そこで裕香は、孝志郎の口の端にハンバーガーのソースがついているのを見つけ、それに右手を伸ばす。
「あ、孝くん。口にソースがついてるよ?」
「う、え?」
戸惑う孝志郎の唇から、裕香は右手の指でソースを掬いとる。そして指に乗ったそれを、裕香は小さく舌を出して舐めとる。
「はい取れた」
手を唇から放し、孝志郎に微笑みを向ける裕香。その笑みに、孝志郎は頬を染めて縮こまる。
「あ、う……ありがと、裕ねえ」
「どういたしまして」
耳まで真っ赤に染めて俯く孝志郎。そんな幼馴染の姿を見つめて、裕香は笑みをより深める。
そんな裕香と孝志郎の二人に、いおりと涼二は、自分の手元にあるハンバーガーと裕香たちを交互に見やる。
揃って逡巡を見せるいおりと涼二。そして涼二は固唾を呑み、ハンバーガーを掴み取る。
「あ、先輩! あの子! あの子ですよッ!!」
だがその瞬間、高い女性の声が一行に浴びせられる。
「ん? なんだろう?」
その声に振り返る裕香。
「鈴森くん。何するつもりだったの?」
「いや、別に……」
一方涼二は、ハンバーガーを握り締めた姿勢のまま固まり、愛からの半眼を浴びていた。
目を泳がせ、脂汗を浮かべる涼二。それをよそに裕香と孝志郎、そしていおりは投げ掛けられた声の元へ注目する。
「ホラ先輩! あのアスレチックで凄い動きしてた子ですよ!」
「ああ確かにそうだな。って、引っ張るな引っ張るな」
三対の眼が集中したそこには、女性に手を引かれた一組のカップルらしい男女の姿があった。
短く切り揃えた褐色の髪に、動きやすそうなTシャツとハーフパンツ。そばかすのある顔を輝かせて、後ろの男を牽引する若い女性。
その女性に引かれる形で、先輩と呼ばれた若い男性が続く。逆立つほどに短く切りそろえた黒い髪。筋肉質な逞しい体はTシャツとジーンズの上からでも鍛えていることを強く主張している。
「ねえ、そこの前髪の長いアナタ。午前中にアスレチックタイムアタックで、少年部の最速レコードを出した娘よね?」
「は、はい。そうですけど……あの、どちら様ですか?」
歩み寄ってきた一組の男女を座ったまま見上げ、訊ね返す裕香。すると上背のある逞しい男性が、ため息交じりに後輩の肩を小突く。

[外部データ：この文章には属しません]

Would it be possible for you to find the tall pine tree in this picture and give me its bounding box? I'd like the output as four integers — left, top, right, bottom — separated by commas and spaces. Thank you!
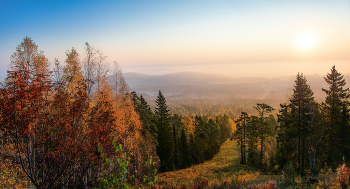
155, 91, 174, 171
322, 66, 349, 168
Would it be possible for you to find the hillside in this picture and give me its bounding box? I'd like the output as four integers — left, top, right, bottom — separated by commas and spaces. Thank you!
124, 72, 350, 114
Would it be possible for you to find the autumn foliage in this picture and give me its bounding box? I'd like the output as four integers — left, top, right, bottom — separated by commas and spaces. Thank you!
0, 38, 143, 188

「ほら、知らない顔からいきなり話しかけたら困るに決まっているだろう」
「あ、そ、それもそうですよね。失敗失敗」
先輩からの指摘に、女性は肩をすくめ、強張った笑みで先輩を見上げる。
そんな二人のやり取りに注目する一行。その視線の集中に気が付き、女性は握り手を口の前に持って行って咳払いを一つする。
「ンンッ! いきなりごめんね? 私は早見、後ろの人は永田さん。私たち、ここでショーをやってる劇団に助っ人に呼ばれてきたスタントマンなの」
「え、ショーの助っ人でスタントマンって……まさか、JDAの方なんですかッ!?」
女性の名乗った職業に、裕香は椅子を蹴るようにして立ち上がる。背筋を伸ばして、手に持ったお面を背中に隠し、一組の男女へ向かい合う。そうして慌てて居住まいを正した裕香に、早見と名乗った女性は目を瞬かせて身を引く。
「う、うん。まだ私はペーペーなんだけど」
頷く早見に、裕香は前髪の隙間から輝く瞳を覗かせる。
「すごい! まさかJDAの人が地方のショーに! 感激です!」
「いやあ、思った以上に食いつくのね」
戸惑い混じりの笑みを浮かべる早見。目の前のそれに気付き、裕香は慌てて頭を下げる。
「あ、す、すみません! 興奮してしまって。小さい頃からの憧れでしたので。まさかJDAの方から声をかけてもらえるなんて、思ってもいませんでしたから……」
受け答えする内に落ち着きを取り戻す裕香。その口から出た言葉を聞いて、早見と永田は感嘆の声を零す。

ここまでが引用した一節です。